Just so you know, "bockety" means wobbly. In fact, the Kilkenny-based Barnstorm Theatre Company are wickedly sure-footed with their Samuel Becket meets Heath-Robinson two-hander, The Bockety World of Henry and Bucket. On a set full of down-and-out clutter and racketty contraptions, this Vladimir and Estragon for 4 to 8 year olds wake up, execute their daily rituals - and then fall out over petty differences of opinion. Their prickly spats are gloriously high-handed and ridiculous, but the comic talents of Paul Curley and John Currivan mean they time the Beckett-y phrasings and pauses with telling rhythms born of custom and habit.
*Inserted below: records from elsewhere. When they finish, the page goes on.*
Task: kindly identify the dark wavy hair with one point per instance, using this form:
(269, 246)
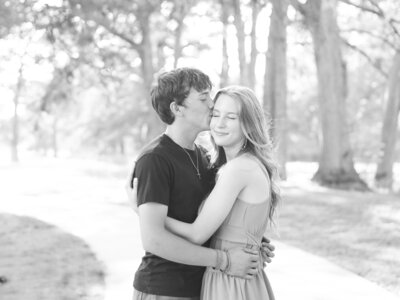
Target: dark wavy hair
(174, 86)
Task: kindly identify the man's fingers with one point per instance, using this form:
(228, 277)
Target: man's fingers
(135, 184)
(268, 246)
(266, 258)
(250, 251)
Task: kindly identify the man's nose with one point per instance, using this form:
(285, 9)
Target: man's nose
(221, 122)
(210, 103)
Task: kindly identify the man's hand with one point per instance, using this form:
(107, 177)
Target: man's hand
(132, 193)
(267, 250)
(244, 263)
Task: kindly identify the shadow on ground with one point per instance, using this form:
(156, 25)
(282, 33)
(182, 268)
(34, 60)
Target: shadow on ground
(40, 261)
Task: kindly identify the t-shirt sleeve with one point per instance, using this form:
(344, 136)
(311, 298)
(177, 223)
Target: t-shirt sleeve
(153, 174)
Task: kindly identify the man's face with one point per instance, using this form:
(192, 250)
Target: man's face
(198, 107)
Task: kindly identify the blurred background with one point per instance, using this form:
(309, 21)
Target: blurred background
(74, 95)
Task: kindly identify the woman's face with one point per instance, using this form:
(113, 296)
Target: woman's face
(225, 123)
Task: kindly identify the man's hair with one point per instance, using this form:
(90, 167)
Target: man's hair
(175, 86)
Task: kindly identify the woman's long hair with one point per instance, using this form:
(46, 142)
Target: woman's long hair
(255, 128)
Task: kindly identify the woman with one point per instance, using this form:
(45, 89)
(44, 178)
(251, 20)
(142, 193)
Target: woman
(244, 198)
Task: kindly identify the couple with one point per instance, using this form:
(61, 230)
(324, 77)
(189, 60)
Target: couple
(174, 177)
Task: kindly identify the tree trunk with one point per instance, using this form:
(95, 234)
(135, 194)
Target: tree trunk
(54, 134)
(15, 136)
(241, 39)
(181, 9)
(275, 80)
(225, 58)
(255, 10)
(384, 173)
(336, 167)
(146, 56)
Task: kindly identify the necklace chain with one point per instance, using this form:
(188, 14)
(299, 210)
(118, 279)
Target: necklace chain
(196, 166)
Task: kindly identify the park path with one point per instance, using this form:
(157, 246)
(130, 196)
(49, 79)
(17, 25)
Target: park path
(87, 199)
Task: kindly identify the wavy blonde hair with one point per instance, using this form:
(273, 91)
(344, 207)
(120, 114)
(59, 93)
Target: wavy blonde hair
(255, 128)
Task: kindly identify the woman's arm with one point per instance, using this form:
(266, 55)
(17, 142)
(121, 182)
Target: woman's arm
(217, 206)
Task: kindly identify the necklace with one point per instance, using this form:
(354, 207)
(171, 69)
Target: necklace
(196, 166)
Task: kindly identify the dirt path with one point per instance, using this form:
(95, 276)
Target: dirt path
(87, 200)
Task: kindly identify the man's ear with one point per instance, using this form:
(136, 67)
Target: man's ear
(175, 108)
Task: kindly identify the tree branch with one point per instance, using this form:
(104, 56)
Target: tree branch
(378, 11)
(367, 57)
(370, 33)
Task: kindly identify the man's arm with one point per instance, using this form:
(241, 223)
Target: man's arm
(159, 241)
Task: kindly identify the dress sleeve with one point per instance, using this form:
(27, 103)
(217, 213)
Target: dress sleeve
(154, 179)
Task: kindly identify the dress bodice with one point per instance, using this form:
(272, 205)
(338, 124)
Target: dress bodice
(245, 224)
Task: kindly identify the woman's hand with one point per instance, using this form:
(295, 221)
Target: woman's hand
(267, 250)
(132, 193)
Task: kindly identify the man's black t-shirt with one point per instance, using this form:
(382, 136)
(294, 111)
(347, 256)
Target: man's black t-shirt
(167, 176)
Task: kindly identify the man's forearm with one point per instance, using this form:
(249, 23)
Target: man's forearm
(174, 248)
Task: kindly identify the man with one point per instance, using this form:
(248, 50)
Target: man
(173, 179)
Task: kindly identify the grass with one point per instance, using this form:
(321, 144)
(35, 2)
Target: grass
(357, 231)
(39, 262)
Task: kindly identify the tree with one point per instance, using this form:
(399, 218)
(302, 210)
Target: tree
(246, 67)
(336, 166)
(384, 173)
(275, 79)
(224, 15)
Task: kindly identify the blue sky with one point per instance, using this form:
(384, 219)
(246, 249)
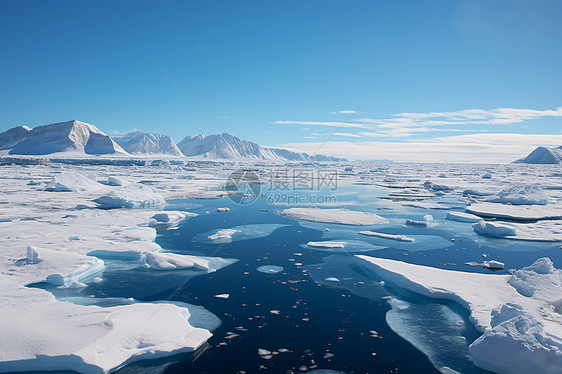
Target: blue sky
(481, 83)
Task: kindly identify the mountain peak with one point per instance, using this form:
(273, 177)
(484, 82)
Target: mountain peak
(543, 155)
(73, 135)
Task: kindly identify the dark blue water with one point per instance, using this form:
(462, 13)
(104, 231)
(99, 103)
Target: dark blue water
(315, 316)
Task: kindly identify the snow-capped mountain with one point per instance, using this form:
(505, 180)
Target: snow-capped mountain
(137, 142)
(11, 137)
(226, 146)
(73, 136)
(543, 155)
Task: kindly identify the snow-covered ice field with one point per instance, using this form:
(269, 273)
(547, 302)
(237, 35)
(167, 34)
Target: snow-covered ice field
(61, 223)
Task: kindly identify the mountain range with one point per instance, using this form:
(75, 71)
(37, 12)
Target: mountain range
(543, 155)
(80, 138)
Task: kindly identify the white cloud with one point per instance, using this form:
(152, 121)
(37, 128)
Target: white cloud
(348, 134)
(490, 148)
(322, 123)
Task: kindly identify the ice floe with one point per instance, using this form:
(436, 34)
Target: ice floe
(131, 196)
(518, 314)
(72, 181)
(237, 233)
(399, 237)
(463, 217)
(521, 194)
(270, 269)
(515, 212)
(341, 216)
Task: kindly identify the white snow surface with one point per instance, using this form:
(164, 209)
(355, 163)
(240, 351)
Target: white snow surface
(515, 212)
(44, 237)
(72, 136)
(521, 194)
(133, 195)
(327, 244)
(171, 261)
(341, 216)
(518, 314)
(73, 181)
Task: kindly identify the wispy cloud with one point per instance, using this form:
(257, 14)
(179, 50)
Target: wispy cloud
(322, 123)
(489, 148)
(403, 125)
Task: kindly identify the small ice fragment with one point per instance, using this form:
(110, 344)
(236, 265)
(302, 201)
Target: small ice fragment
(32, 254)
(493, 264)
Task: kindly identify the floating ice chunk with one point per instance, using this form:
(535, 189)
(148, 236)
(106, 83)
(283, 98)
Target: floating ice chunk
(515, 212)
(521, 194)
(171, 261)
(32, 256)
(117, 181)
(237, 233)
(477, 192)
(463, 217)
(270, 269)
(402, 238)
(517, 343)
(223, 236)
(327, 244)
(414, 222)
(495, 229)
(425, 205)
(169, 218)
(46, 264)
(341, 216)
(133, 195)
(332, 279)
(522, 330)
(337, 246)
(72, 181)
(493, 264)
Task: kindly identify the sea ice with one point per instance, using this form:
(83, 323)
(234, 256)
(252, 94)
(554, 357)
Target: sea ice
(337, 246)
(237, 233)
(133, 195)
(270, 269)
(341, 216)
(72, 181)
(515, 212)
(495, 229)
(172, 261)
(521, 194)
(463, 217)
(518, 314)
(327, 244)
(400, 237)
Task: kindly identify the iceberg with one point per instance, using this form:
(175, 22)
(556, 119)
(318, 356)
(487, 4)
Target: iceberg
(341, 216)
(521, 194)
(518, 314)
(133, 195)
(515, 212)
(72, 181)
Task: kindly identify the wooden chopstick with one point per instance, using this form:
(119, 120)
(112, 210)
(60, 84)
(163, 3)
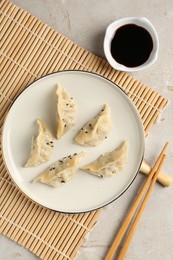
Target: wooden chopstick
(129, 237)
(135, 205)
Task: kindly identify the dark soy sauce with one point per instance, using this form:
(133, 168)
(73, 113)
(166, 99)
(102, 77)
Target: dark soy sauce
(131, 45)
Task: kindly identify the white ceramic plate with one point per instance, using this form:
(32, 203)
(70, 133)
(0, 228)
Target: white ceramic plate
(84, 192)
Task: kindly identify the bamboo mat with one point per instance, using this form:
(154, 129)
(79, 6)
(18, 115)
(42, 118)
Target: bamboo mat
(30, 49)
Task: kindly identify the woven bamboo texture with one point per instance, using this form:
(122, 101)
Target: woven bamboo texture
(30, 49)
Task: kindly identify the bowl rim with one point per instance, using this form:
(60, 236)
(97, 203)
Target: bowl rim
(140, 21)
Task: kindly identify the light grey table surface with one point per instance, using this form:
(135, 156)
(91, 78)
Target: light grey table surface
(85, 22)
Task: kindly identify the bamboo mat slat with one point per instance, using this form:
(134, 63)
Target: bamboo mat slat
(30, 49)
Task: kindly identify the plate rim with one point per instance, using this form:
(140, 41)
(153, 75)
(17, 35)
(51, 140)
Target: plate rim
(141, 126)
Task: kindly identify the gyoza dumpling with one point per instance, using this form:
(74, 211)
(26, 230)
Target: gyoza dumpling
(96, 130)
(66, 111)
(42, 145)
(110, 163)
(61, 171)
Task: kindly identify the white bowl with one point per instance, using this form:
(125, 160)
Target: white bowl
(110, 32)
These are old friends, with well-worn responses and when schism looms - whatever our age, we feel it keenly, and long for camraderie to be restored.There's touching humanity amidst the hilarity, all directed with a light touch by Sarah Argent.
Tortoise in a Nutshell and Oliver Emanuel are on their way to creating a brilliantly scary, but heart-rending and memorable show for 9+ audiences. Some tweaking of sight-lines in their dim-lit black tent - maybe some adjusting of lighting levels so as audiences can see and appreciate the wit and craft of the "lost objects" on the walls - and the full impact of Emanual's plot-line will grip young and old alike. Something has made a little boy run so fast, he falls. Falls into some limbo where lost things, including a little girl, live in gloom and shadows. She's building a robot from stuff she's scavenged - but she needs a heart to bring it to life. Suddenly the friendship developing between the two lantern-faced puppets twists into even darker territory and we're looking at other kinds of loss: the loss of happiness, security, innocence even, when home is where abuse, violence and emotional neglect sends a child running into the night, afraid. Already dramatically powerful and visually striking, The Lost Things is the kind of puppet-play that excels in telling bitter-sweet flesh-and-blood stories.
There's no spoken text in A Mano. Instead, it's the fingers that do the talking in this beguilingly quaint production by El Patio Teatro (Spain). Wonderfully flexible fingers that can conjure bits of clay into heads, and those heads into little puppet characters who find humour and pathos in a deftly-nuanced quest for love, freedom, happiness. Elizabeth Moncello, whose story is vividly recounted by Alice Mary Cooper in her solo show,Waves, had a quest of her own: to swim not just with the fishes but like them. This courageous, obstinate Australian originated the Butterfly stroke and in defiance of all the rules won Olympic Gold in Berlin 1936. Cooper's mischievous, affectionate story-telling is a joy in itself, but the sincerity she brings to honouring Moncello makes her performance an inspiring gift to her 8+ audiences.